Bugün müstekbirlik mekanizmasının davranış mecmuasının genelinden müşahede ettiğimiz husus işte budur, benim ve sizlerin muhasebe mekanizmamızda aksaklık ve hata oluşturmaktır. Öteki alanlarda da önemli bir çalışma yapamamıştır. Gerçek alanlarda müstekbirlik cephesinin elinde sadece iki tane maddi faktör var olmuş ve halen mevcuttur. Biri askeri tehdit ve diğer yaptırım. Müstekbirliğin bu ikisinin dışında elinde başka hiçbir şey yoktur. Mantık gücü, istidlal gücü, kendi hakkaniyetini ispat etme gücü açısından müstekbirliğin eli kilitlidir. Sadece iki iş elinden geliyor. Birincisi askeri tehdittir ve sürekli olarak bunu yapıyor ve diğeri de yaptırımdır. Bu ikisinin de ilacı mevcuttur. Yaptırım meselesini, direniş ekonomisi alanında sergilenecek mücahede ve mücadele ile gidermek gerekir. Sayın cumhurbaşkanının bugün burada belirtti ve daha önce de dile getirdiği bu husus tamamen doğru bir sözdür. Ekonomik programlar yaptırımların devam edeceği varsayımı dikkate alınarak hazırlanmalı, takip edilmeli ve hayata geçirilmelidir. Bu yaptırımların bir zerre ve bir iğnenin ucu kadar dahi azalmayacağını düşünmeliyiz ve şu anda onların kendileri de bunu dile getiriyorlar, yaptırımlara el vurmayacaklarını kendileri de söylüyor. Hatta şimdiden nükleer alanda anlaşmaya varılması durumunda bile bunun anlamının tüm yaptırımların kaldırılması demek olmayacağı ve daha başka mevzuular da var gibilerinden laflar etmektedirler. Bu benim her zaman dillendirdiğim sözdür. Ben defalarca bu toplantıda ve diğer muhtelif toplantılarda[20]nükleer meselenin sadece bir bahaneden ibaret olduğu hususunu hatırlatmışım. Eğer nükleer mesele de olmazsa başka bir bahane bulurlar, örneğin insan hakları bahanesi var, kadın hakları bahanesi var ve sayısız diğer bir çok bahaneler var, bir bahane türetmek ki fazla bir zahmet gerektirmez, propaganda imparatorlu mekanizması da zaten ellerindedir. Nitekim yaptırımların ilacı bu direniş ekonomisidir ve ben daha sonra bu hususta bazı açıklamalarda bulunacağım.

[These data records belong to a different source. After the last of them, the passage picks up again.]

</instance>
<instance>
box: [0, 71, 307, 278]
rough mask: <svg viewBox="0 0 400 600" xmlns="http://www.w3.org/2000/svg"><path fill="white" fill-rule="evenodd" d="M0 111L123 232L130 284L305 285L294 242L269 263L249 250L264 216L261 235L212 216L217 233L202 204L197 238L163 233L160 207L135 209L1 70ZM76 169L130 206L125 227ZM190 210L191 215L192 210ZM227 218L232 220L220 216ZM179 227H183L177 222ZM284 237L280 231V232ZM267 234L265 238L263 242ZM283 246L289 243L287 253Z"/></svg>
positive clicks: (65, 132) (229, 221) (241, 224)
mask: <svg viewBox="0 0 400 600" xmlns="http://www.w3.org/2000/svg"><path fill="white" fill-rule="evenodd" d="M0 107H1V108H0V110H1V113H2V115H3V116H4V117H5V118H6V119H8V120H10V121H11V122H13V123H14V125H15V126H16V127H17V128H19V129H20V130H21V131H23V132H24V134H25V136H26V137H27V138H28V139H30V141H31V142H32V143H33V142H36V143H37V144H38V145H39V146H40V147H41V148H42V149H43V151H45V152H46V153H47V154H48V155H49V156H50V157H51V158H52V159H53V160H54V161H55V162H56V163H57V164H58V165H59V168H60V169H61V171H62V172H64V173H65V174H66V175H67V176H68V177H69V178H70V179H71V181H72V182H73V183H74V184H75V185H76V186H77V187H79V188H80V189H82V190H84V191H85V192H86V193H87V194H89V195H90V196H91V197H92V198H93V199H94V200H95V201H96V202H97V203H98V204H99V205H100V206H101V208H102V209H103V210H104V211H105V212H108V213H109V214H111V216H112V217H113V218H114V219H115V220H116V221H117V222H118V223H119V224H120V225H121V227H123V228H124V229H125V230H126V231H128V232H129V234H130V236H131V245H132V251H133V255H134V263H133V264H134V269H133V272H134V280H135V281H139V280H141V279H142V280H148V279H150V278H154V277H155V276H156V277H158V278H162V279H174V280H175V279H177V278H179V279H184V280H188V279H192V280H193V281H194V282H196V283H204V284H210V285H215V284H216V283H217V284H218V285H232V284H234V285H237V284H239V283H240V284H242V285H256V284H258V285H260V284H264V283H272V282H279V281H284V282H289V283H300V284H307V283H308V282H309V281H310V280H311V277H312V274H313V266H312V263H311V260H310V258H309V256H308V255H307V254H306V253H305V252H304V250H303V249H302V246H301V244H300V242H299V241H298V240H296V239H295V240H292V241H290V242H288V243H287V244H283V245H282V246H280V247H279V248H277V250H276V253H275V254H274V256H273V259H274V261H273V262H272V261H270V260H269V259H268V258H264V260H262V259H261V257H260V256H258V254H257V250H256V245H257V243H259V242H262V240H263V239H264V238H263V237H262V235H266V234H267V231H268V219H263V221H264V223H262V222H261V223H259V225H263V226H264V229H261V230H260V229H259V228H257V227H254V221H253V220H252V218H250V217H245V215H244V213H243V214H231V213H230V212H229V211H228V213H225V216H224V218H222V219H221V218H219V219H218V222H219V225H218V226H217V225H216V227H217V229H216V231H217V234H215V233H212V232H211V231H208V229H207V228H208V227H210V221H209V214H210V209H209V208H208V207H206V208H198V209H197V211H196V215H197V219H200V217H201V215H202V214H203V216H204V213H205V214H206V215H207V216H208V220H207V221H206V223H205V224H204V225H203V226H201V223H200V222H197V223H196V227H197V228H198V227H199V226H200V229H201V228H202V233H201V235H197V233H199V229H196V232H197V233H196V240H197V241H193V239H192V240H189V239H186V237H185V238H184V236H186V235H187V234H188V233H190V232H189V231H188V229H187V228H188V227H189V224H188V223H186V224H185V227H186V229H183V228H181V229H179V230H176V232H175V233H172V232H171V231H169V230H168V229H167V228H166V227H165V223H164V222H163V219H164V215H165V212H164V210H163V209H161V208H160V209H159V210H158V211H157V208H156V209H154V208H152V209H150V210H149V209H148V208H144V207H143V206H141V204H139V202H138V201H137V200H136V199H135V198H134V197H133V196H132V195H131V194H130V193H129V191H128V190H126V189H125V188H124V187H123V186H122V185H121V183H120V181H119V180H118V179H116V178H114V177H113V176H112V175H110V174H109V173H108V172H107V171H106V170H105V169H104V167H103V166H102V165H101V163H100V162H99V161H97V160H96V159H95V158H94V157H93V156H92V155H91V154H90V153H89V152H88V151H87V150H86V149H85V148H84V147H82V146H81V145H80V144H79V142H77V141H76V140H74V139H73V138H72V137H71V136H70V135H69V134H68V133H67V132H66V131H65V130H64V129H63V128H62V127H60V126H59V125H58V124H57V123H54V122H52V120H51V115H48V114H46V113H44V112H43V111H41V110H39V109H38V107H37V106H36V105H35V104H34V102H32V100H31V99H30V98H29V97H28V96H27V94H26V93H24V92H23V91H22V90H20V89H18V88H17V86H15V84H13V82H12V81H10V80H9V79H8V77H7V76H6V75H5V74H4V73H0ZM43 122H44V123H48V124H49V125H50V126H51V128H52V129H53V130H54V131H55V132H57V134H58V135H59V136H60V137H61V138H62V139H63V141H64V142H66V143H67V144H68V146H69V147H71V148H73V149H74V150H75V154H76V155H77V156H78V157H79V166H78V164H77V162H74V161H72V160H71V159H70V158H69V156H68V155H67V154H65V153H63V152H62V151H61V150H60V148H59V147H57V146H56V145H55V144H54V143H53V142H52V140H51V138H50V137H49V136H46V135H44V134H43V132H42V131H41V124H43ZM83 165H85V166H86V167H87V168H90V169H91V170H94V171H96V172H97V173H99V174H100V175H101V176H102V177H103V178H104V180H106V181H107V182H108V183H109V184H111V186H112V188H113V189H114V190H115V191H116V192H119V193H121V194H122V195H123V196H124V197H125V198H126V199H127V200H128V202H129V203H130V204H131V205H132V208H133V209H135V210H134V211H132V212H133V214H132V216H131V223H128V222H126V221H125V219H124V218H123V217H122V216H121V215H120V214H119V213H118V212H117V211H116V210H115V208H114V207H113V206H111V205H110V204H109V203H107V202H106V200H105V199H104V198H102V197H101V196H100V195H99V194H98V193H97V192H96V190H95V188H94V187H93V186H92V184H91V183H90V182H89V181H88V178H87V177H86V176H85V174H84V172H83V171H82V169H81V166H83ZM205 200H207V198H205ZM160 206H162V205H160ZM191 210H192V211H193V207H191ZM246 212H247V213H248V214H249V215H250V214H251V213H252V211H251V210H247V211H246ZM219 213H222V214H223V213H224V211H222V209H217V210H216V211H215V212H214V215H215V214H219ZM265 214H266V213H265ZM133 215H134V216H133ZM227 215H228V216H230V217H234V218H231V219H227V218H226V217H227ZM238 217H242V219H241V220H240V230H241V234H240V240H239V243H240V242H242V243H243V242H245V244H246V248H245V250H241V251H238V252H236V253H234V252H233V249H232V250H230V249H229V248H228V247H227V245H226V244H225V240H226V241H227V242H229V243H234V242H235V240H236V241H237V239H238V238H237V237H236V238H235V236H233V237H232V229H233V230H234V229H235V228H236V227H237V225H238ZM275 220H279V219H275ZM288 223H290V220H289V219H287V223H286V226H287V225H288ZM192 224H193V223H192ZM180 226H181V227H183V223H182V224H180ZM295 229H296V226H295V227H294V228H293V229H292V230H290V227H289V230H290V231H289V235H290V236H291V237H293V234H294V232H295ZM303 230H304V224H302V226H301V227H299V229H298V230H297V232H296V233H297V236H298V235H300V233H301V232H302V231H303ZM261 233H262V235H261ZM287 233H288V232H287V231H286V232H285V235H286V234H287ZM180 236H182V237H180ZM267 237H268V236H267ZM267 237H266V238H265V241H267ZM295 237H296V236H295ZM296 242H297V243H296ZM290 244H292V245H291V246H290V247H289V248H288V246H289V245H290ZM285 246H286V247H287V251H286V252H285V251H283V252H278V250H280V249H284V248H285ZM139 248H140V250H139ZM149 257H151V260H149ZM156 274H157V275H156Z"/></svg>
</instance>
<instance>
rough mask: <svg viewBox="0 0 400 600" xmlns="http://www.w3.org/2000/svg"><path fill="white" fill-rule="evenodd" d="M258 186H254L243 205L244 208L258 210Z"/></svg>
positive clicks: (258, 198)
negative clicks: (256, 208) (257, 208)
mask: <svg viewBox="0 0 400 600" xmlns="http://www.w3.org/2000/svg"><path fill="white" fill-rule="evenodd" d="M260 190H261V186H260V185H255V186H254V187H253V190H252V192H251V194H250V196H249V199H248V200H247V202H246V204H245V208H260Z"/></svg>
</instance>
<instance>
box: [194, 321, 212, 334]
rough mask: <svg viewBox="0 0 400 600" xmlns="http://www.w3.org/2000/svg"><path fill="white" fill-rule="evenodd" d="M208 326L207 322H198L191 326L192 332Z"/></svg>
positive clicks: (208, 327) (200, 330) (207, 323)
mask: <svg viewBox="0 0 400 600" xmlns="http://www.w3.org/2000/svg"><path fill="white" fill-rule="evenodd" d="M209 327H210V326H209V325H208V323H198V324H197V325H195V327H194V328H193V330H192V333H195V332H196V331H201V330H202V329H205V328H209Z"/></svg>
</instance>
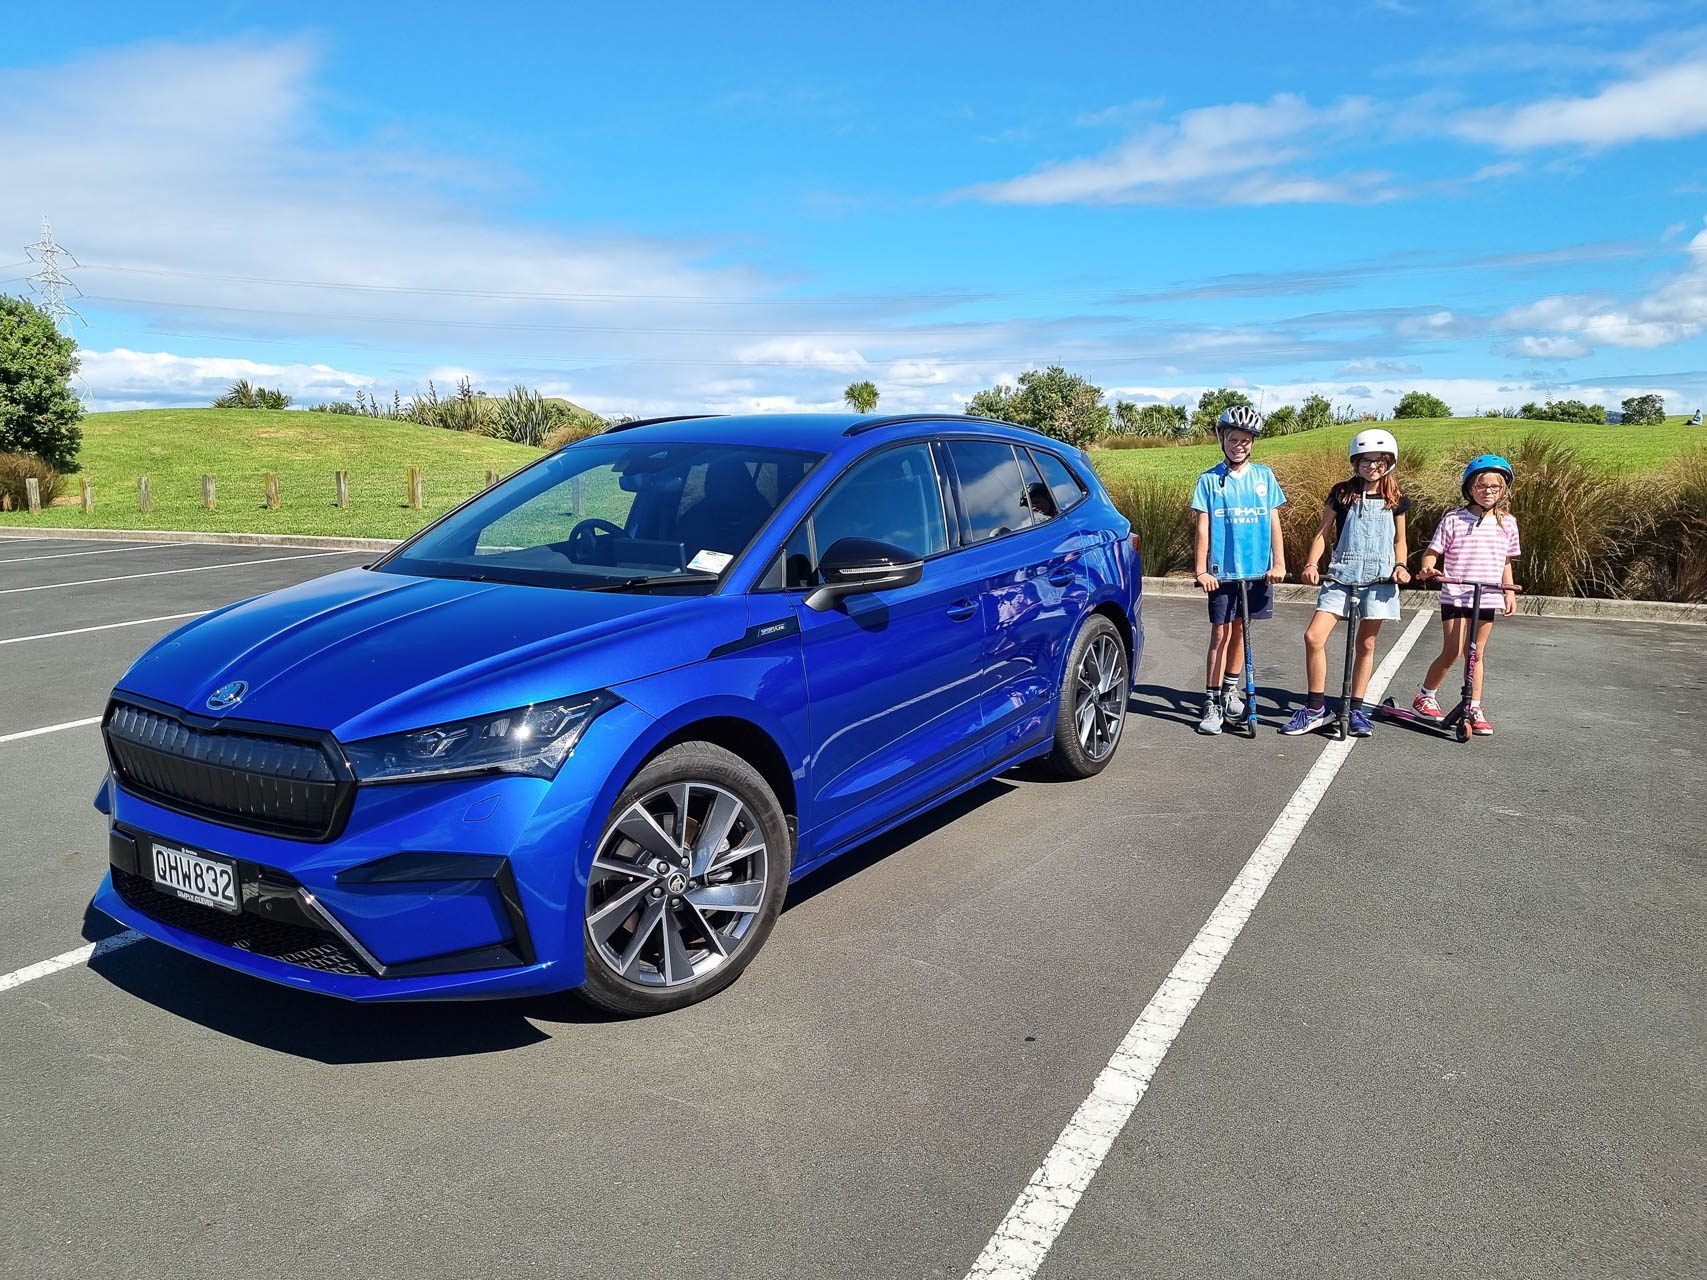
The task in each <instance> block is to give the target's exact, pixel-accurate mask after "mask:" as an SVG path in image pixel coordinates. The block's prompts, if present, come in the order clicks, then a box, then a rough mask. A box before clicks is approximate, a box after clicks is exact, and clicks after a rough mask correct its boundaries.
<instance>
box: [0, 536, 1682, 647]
mask: <svg viewBox="0 0 1707 1280" xmlns="http://www.w3.org/2000/svg"><path fill="white" fill-rule="evenodd" d="M0 538H65V539H72V541H79V539H80V541H108V543H224V544H227V546H300V548H304V550H314V551H389V550H391V548H394V546H396V544H398V541H401V539H396V541H394V539H389V538H321V536H318V534H217V532H184V531H178V529H147V531H142V529H39V527H24V526H0ZM1144 592H1145V594H1147V596H1162V597H1176V596H1178V597H1185V599H1188V597H1193V596H1198V597H1200V596H1202V594H1203V592H1200V591H1198V589H1197V584H1193V582H1191V579H1149V577H1147V579H1144ZM1275 599H1277V601H1279V602H1280V604H1314V602H1316V589H1314V587H1306V585H1304V584H1301V582H1282V584H1279V585H1277V587H1275ZM1434 599H1436V597H1434V592H1432V591H1407V592H1403V608H1407V609H1432V608H1434ZM1518 613H1523V614H1531V616H1536V618H1591V620H1599V621H1608V623H1693V625H1704V623H1707V604H1671V602H1668V601H1591V599H1577V597H1574V596H1519V597H1518Z"/></svg>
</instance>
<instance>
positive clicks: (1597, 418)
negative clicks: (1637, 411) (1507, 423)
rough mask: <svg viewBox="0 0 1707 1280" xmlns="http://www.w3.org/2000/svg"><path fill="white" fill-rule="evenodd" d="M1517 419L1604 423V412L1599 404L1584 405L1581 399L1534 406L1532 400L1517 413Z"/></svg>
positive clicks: (1543, 421)
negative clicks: (1523, 418)
mask: <svg viewBox="0 0 1707 1280" xmlns="http://www.w3.org/2000/svg"><path fill="white" fill-rule="evenodd" d="M1518 416H1519V418H1535V420H1538V422H1589V423H1601V425H1605V423H1606V410H1605V408H1601V406H1599V404H1584V403H1582V401H1581V399H1550V401H1547V403H1545V404H1536V403H1535V401H1533V399H1531V401H1529V403H1528V404H1524V406H1523V408H1521V410H1519V411H1518Z"/></svg>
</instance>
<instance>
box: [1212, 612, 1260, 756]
mask: <svg viewBox="0 0 1707 1280" xmlns="http://www.w3.org/2000/svg"><path fill="white" fill-rule="evenodd" d="M1261 580H1263V579H1221V582H1238V584H1239V630H1241V631H1244V719H1243V720H1239V722H1238V724H1232V722H1231V720H1229V722H1227V732H1231V734H1243V736H1244V737H1251V739H1255V737H1256V659H1255V657H1253V654H1251V597H1250V584H1251V582H1261Z"/></svg>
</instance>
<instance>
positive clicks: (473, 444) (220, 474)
mask: <svg viewBox="0 0 1707 1280" xmlns="http://www.w3.org/2000/svg"><path fill="white" fill-rule="evenodd" d="M82 427H84V449H82V456H80V461H82V471H80V473H79V474H73V476H67V478H65V486H63V490H61V500H63V498H72V500H73V502H72V505H58V507H53V509H50V510H44V512H41V514H39V515H29V514H27V512H0V527H5V526H14V524H27V526H32V527H55V526H58V527H77V529H205V531H210V532H278V534H341V536H347V538H405V536H406V534H410V532H413V531H415V529H418V527H420V526H423V524H425V522H427V521H430V519H434V517H437V515H442V514H444V512H446V510H449V509H451V507H454V505H456V503H457V502H461V500H463V498H466V497H468V495H469V493H475V492H478V490H480V488H481V485H485V480H486V469H488V468H490V469H493V471H497V473H498V474H500V476H504V474H509V473H510V471H514V469H516V468H519V466H526V464H527V463H531V461H534V459H536V457H539V451H538V449H527V447H526V445H519V444H509V442H507V440H493V439H490V437H483V435H466V433H463V432H447V430H440V428H437V427H418V425H415V423H408V422H391V420H389V418H357V416H340V415H329V413H300V411H299V413H292V411H280V410H137V411H130V413H90V415H89V416H85V418H84V423H82ZM410 466H420V468H422V469H423V474H425V488H427V505H425V507H423V509H422V510H411V509H410V507H408V503H406V497H408V485H406V481H405V473H406V469H408V468H410ZM268 471H277V473H278V480H280V490H282V498H283V505H282V507H280V510H268V509H266V480H265V476H266V473H268ZM335 471H348V473H350V505H348V507H345V509H341V510H340V509H338V507H336V505H335V497H336V495H335V488H333V473H335ZM203 473H205V474H212V476H213V478H215V481H217V485H218V509H217V510H205V509H203V505H201V476H203ZM143 474H145V476H149V483H150V488H152V493H154V510H152V512H150V514H149V515H143V514H142V512H140V510H138V509H137V476H143ZM84 476H87V478H89V480H90V481H92V483H94V498H96V509H94V512H92V514H84V510H82V509H80V507H79V505H77V503H75V498H77V495H79V492H80V488H79V485H80V480H82V478H84Z"/></svg>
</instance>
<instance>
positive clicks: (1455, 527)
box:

Askeri tehdit meselesine gelince. Bugün artık dünyada askeri tehdit meselesini ciddiye alan çok az insan bulunmakta, sadece biz ciddiye almıyoruz, diğer birçokları da bu gibi askeri tehditleri ciddiye almıyorlar. Askeri gözlemcilerin birçoğu bu askeri tehditlerin ciddi tehditler olduğu kanaatinde değiller. Zira dünya gözlemcileri, uzmanları ve siyaset çevreleri saldırının Amerika için Kârlı olması durumunda bir an dahi bu konuda tereddüt etmeyeceğini belirtiyorlar. Bunlar bir grubun hayatını kaybetmesinden, dünyanın bir bölgesinde kriz çıkmasından rahatsız olmazlar. 8 yıl boyunca Saddam gibi bir kutru tüm varlıkları ile destekleyenler, İran yolcu uçağını[21]gökte uçuş halindeyken hiçbir bahaneleri olmaksızın ve yüzlerce kadın ve çocukla birlikte hedef alarak öldürenler mi insan öldürmekten korkuyorlar?! Bunlar nerede imkânları olmuşsa kriz çıkarmışlardır; bu renkli hareketler kendi tabirleri ile renkli devrimleri bu ülkelerde meydana getirdiler. Şimdi soru şudur ki bu hareketlerin hangisinde bu müstekbir güçler özellikle Amerika ön ayak olmamıştır? Bu krizlerin katliamla sonuçlanması, iç savaşa sebebiyet vermesi ise bunlar için hiçbir önemi yoktur. Afganistan'a saldırılar, Irak'a saldırılar yüz binlerce insanın ölümüne yol açtı. Irak'ta askeri operasyondan sonra da güvenlik organları ve Black Water gibi katil kiralık şirketler vasıtasıyla (ki daha önce bir ara onların tek tek adını zikrettim) insanları bir bir Bağdat ve öteki illerde öldürdüler, bunlar mı cinayetten korkuyorlar?! Bunların mı insan öldürmekten sakıncaları var?! Bu gibi hususlara mı önem veriyorlar?!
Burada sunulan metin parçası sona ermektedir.